Portable Hardware Locality (hwloc) Documentation: v2.11.1

  |   Home   |   Support   |   FAQ   |  
Distributing items over a topology

Enumerations

enum  hwloc_distrib_flags_e { HWLOC_DISTRIB_FLAG_REVERSE }
 

Functions

static int hwloc_distrib (hwloc_topology_t topology, hwloc_obj_t *roots, unsigned n_roots, hwloc_cpuset_t *set, unsigned n, int until, unsigned long flags)
 

Detailed Description

Enumeration Type Documentation

◆ hwloc_distrib_flags_e

Flags to be given to hwloc_distrib().

Enumerator
HWLOC_DISTRIB_FLAG_REVERSE 

Distrib in reverse order, starting from the last objects.

Function Documentation

◆ hwloc_distrib()

static int hwloc_distrib ( hwloc_topology_t  topology,
hwloc_obj_t roots,
unsigned  n_roots,
hwloc_cpuset_t set,
unsigned  n,
int  until,
unsigned long  flags 
)
inlinestatic

Distribute n items over the topology under roots.

Array set will be filled with n cpusets recursively distributed linearly over the topology under objects roots, down to depth until (which can be INT_MAX to distribute down to the finest level).

n_roots is usually 1 and roots only contains the topology root object so as to distribute over the entire topology.

This is typically useful when an application wants to distribute n threads over a machine, giving each of them as much private cache as possible and keeping them locally in number order.

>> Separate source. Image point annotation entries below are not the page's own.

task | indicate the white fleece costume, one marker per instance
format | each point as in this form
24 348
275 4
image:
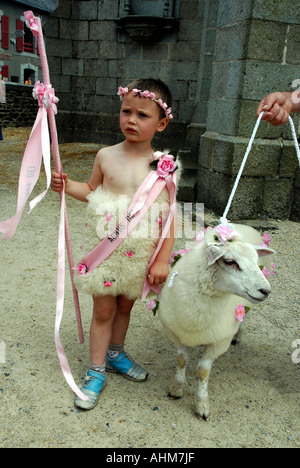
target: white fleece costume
124 271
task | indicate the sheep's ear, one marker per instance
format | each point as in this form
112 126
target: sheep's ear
264 251
214 253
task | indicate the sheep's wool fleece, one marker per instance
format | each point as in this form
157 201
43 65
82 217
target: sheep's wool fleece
124 271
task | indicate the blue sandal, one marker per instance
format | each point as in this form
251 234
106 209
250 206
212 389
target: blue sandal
127 367
92 387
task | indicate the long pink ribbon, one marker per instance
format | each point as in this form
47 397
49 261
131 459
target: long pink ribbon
60 304
38 147
145 196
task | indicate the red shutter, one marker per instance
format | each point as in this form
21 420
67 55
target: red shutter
20 40
5 31
5 72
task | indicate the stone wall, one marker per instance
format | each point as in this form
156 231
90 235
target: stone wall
20 109
222 59
89 60
256 52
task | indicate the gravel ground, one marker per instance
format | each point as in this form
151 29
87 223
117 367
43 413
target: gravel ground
254 388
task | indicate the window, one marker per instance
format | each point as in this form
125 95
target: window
5 73
28 41
20 40
5 31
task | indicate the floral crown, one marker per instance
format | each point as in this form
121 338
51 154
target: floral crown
147 94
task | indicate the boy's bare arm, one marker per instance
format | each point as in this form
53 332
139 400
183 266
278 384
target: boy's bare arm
79 190
160 268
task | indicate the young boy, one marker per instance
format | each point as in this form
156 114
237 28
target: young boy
118 282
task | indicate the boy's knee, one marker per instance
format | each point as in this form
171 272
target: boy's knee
104 314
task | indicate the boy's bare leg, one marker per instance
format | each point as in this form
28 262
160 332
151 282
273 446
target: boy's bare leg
104 313
121 320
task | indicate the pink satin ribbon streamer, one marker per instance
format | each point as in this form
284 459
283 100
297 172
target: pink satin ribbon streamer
38 147
145 196
60 304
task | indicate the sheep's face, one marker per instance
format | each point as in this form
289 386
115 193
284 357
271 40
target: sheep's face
237 271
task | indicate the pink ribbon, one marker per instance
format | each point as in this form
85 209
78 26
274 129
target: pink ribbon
145 196
38 148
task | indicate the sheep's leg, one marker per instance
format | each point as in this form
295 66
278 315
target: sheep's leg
179 380
212 352
238 336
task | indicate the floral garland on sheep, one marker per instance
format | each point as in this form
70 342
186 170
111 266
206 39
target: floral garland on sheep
223 234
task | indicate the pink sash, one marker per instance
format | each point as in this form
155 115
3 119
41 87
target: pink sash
145 196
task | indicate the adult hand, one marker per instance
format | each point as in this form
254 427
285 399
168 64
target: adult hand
277 107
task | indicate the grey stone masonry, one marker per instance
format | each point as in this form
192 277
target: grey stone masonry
256 53
219 58
20 109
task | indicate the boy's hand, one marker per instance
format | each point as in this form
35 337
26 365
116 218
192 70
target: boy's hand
158 273
57 181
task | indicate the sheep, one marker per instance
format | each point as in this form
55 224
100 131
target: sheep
202 296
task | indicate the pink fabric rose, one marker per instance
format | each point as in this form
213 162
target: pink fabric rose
266 239
165 165
265 272
240 313
225 234
82 269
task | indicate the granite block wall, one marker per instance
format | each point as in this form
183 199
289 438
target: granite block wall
220 60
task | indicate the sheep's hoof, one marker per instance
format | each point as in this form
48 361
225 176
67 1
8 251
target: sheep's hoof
173 397
203 417
203 411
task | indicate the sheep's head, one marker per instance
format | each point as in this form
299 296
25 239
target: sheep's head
237 271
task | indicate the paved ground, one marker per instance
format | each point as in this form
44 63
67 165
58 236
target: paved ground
254 388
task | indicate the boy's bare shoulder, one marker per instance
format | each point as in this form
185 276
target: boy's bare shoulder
106 152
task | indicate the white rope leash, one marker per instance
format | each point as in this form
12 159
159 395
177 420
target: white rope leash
224 220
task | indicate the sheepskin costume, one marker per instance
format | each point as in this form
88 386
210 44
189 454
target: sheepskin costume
124 271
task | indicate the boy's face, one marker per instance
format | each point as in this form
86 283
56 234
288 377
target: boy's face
140 118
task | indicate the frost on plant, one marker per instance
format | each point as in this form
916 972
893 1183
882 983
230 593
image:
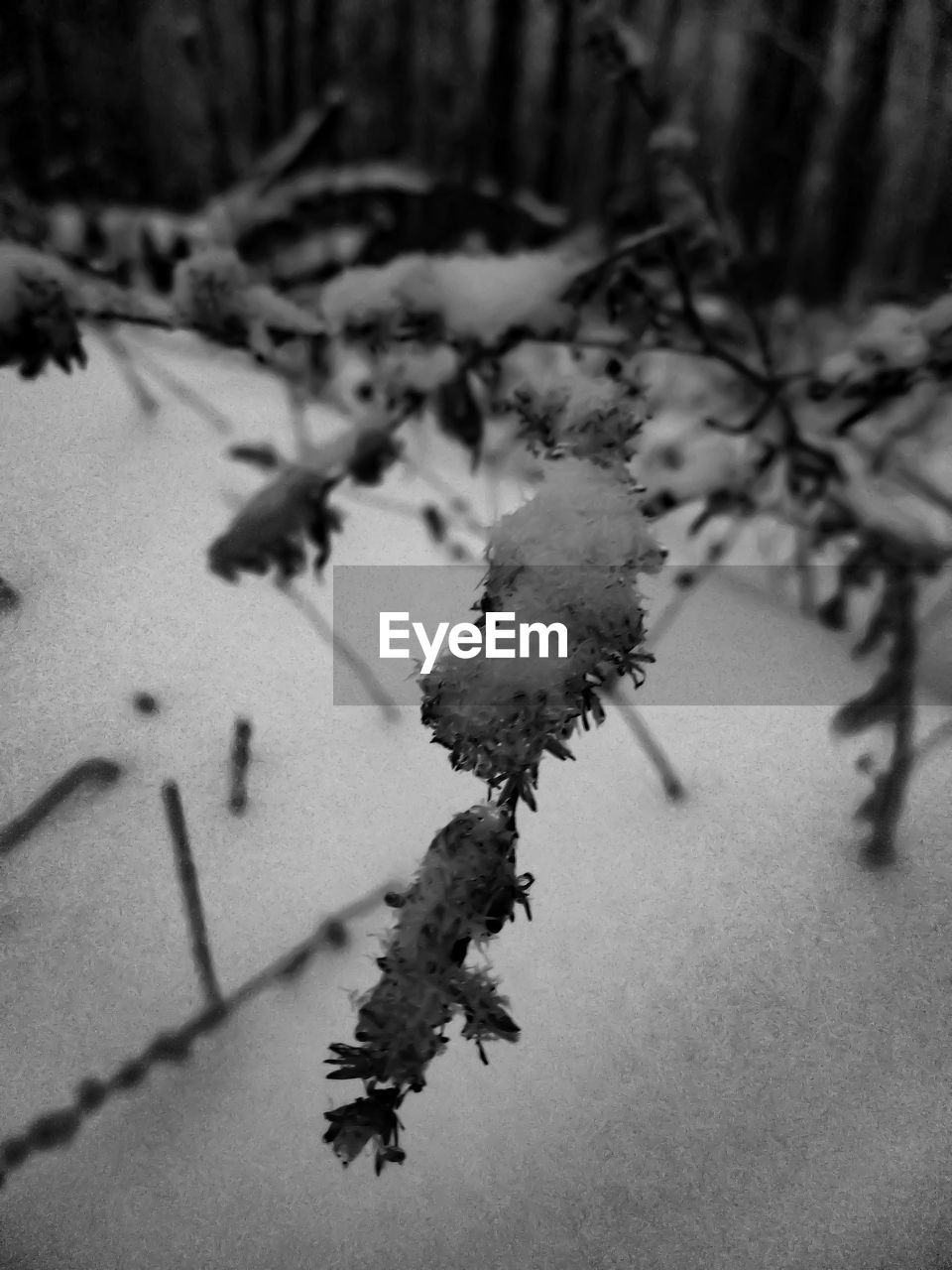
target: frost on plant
570 554
480 299
37 313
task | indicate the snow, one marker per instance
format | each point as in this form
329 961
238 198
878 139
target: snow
734 1043
480 298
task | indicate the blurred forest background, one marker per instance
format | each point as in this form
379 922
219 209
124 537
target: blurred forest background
824 126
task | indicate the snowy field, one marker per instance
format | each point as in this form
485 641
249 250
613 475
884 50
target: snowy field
735 1043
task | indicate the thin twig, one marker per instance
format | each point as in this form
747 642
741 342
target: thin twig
673 784
240 758
190 893
59 1128
936 738
363 672
200 404
119 352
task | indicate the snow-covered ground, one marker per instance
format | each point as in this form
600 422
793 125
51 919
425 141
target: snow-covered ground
735 1043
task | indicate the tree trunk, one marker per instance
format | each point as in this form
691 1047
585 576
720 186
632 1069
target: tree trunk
558 100
914 249
502 90
289 64
777 114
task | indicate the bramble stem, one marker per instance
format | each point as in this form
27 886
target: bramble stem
191 896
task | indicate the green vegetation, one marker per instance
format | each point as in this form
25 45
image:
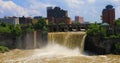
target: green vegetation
3 49
96 30
117 22
75 23
117 48
9 29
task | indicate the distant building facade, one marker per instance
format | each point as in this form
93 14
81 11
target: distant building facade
79 19
11 20
108 15
57 15
25 20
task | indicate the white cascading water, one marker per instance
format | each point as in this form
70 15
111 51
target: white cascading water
58 52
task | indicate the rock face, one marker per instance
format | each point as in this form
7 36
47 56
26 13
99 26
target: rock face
28 40
99 45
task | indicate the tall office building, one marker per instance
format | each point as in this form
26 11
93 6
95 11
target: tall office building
108 15
79 19
57 15
56 12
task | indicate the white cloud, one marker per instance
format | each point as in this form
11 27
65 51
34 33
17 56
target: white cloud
9 7
74 3
37 8
91 1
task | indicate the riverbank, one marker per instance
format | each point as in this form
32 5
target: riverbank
34 56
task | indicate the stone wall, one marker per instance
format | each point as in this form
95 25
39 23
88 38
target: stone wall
28 40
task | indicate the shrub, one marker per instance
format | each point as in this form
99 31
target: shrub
117 48
3 49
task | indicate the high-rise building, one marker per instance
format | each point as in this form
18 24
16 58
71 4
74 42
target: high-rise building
108 15
57 15
11 20
79 19
57 12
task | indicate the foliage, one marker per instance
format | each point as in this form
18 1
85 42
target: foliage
3 49
117 22
117 48
62 23
17 31
75 23
50 23
29 28
10 29
93 30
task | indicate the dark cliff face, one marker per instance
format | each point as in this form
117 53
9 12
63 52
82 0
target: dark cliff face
99 45
28 40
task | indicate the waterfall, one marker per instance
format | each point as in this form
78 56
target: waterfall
68 39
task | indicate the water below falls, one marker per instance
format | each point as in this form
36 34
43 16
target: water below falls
59 50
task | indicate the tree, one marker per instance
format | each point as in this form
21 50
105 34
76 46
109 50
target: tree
117 22
93 30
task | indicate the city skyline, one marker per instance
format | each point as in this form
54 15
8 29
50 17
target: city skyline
91 10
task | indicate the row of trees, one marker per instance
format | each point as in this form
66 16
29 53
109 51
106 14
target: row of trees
98 31
17 30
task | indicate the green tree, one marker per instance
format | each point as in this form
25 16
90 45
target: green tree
117 22
93 30
16 31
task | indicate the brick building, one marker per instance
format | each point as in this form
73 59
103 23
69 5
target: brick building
108 15
57 15
79 19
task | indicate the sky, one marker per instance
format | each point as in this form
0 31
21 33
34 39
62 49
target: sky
91 10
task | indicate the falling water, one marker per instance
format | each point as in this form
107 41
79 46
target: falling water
62 48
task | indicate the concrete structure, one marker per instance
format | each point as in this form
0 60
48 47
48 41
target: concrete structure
57 15
79 19
25 20
11 20
108 15
57 12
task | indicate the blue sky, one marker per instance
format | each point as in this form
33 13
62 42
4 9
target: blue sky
89 9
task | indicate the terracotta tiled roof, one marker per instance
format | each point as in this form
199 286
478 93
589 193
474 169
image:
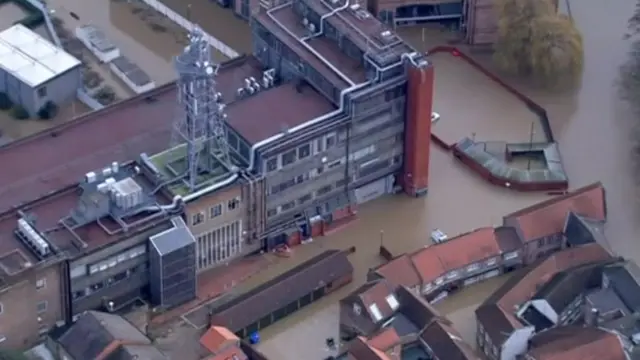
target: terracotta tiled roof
217 338
426 265
377 296
385 340
576 343
230 353
548 217
545 270
497 314
468 248
400 271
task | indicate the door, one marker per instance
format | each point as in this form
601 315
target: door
371 191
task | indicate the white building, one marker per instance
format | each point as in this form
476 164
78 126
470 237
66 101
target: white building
33 71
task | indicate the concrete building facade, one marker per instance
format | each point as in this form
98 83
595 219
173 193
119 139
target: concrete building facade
34 72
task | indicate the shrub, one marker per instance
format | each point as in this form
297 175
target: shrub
5 101
19 112
48 111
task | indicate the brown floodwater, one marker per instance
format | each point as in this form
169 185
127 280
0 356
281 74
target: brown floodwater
591 124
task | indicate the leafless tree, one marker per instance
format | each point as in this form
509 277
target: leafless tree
534 41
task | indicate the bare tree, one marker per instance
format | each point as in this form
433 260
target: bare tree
534 41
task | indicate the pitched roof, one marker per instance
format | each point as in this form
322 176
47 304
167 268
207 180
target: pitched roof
446 343
468 248
230 353
290 286
576 343
548 217
101 334
400 271
497 313
378 301
217 338
427 264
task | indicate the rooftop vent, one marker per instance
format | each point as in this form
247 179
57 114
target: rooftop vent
32 239
127 193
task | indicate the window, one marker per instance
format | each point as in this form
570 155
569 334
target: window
426 288
42 307
215 210
511 255
288 158
288 206
41 284
330 142
375 312
272 164
393 302
324 190
304 151
233 203
197 218
304 199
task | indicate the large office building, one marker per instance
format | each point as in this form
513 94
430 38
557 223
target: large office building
331 110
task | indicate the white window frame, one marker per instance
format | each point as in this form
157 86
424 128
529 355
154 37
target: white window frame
44 310
511 255
41 284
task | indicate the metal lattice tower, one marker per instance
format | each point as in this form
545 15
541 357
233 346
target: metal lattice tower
200 117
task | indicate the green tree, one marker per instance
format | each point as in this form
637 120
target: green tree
534 41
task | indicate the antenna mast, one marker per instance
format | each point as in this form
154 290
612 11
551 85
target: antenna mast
200 117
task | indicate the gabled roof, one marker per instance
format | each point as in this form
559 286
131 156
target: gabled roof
576 343
548 217
446 343
101 335
426 265
217 338
497 313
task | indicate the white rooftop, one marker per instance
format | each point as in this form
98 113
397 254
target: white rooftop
31 58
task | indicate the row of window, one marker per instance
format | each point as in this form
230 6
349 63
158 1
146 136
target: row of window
219 245
305 199
303 151
215 211
115 279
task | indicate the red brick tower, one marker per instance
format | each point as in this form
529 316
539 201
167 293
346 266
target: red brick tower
415 178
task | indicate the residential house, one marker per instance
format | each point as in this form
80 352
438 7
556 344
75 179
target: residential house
101 336
285 294
501 334
575 343
410 328
436 270
221 344
540 227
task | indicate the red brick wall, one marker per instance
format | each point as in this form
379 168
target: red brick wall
420 89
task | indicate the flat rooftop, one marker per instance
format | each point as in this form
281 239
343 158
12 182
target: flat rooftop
31 58
123 131
47 214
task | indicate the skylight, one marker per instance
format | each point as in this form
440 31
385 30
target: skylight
375 312
393 302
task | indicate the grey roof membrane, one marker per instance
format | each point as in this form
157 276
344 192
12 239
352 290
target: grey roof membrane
500 169
172 239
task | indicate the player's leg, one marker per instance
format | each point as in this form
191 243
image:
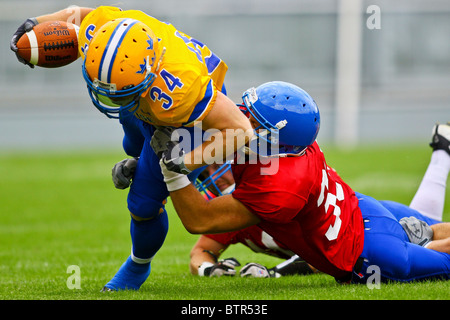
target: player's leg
429 199
149 222
387 247
400 211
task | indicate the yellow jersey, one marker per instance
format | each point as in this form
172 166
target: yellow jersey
189 76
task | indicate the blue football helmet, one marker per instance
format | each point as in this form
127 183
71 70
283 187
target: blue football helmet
288 118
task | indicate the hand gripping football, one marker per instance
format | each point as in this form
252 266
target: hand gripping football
50 44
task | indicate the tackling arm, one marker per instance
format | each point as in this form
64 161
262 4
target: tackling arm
234 131
218 215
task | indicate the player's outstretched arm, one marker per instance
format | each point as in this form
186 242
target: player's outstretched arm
71 14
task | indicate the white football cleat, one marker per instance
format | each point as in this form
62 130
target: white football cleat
441 137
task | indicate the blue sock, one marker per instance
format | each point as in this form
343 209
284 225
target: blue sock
147 237
131 275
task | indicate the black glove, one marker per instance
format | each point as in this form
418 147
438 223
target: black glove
222 268
173 158
123 172
167 147
255 270
24 27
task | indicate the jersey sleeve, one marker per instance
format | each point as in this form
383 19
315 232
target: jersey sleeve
224 238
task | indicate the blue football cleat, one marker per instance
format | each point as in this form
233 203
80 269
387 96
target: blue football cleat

The caller may typically want to also call hwloc_bitmap_singlify() before binding a thread so that it does not move at all.

flags should be 0 or a OR'ed set of hwloc_distrib_flags_e.

Returns
0 on success, -1 on error.
Note
On hybrid CPUs (or asymmetric platforms), distribution may be suboptimal since the number of cores or PUs inside packages or below caches may vary (the top-down recursive partitioning ignores these numbers until reaching their levels). Hence it is recommended to distribute only inside a single homogeneous domain. For instance on a CPU with energy-efficient E-cores and high-performance P-cores, one should distribute separately N tasks on E-cores and M tasks on P-cores instead of trying to distribute directly M+N tasks on the entire CPUs.
This function requires the roots objects to have a CPU set.